Junior Mortgages in Bankruptcy

At Shenwick & Associates, we hear from many clients who have multiple mortgages on their property and want to stay in their home while reducing their debt burden. Chapter 13, which allows individual debtors to reorganize their debts and pay off secured creditors, is often a good choice for these clients. However, the treatment of unsecured junior mortgages has been a confusing one for both Debtors and Bankruptcy Courts alike.

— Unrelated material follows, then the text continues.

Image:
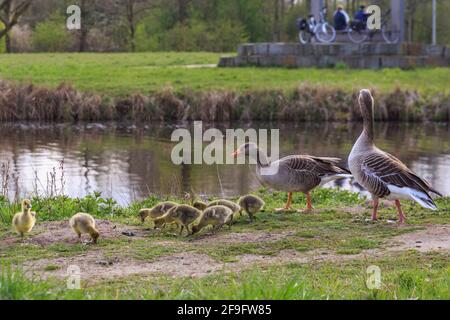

In In re Pond, 252 F.3d 122 (2d Cir. 2001), the Second Circuit Court of Appeals held that a Debtor could void a wholly unsecured junior mortgage loan. The Debtors in In re Latimer, (Bk. No. 08-21242, Bank. W.D.N.Y., Ninfo, J., Oct. 27, 2008) wanted to bifurcate a second mortgage on their house into a secured claim and an unsecured claim, arguing that Pond didn’t address the plain language of 11 U.S.C. §§ 1322(c)(2) and 1325(a)(5)(B), which appears to specifically allow this type of bifurcation.

Relying on precedents from other Circuit Courts of Appeal, the Bankruptcy Court agreed and held that the Debtors could bifurcate the second mortgage on the real property into an allowed secured claim and an unsecured claim. Although the Second Circuit Court of Appeals (which has appellate jurisdiction over cases from New York) has not yet considered this issue, this case provides authority for debtors to bifurcate and strip down undersecured junior mortgages on their home in Chapter 13.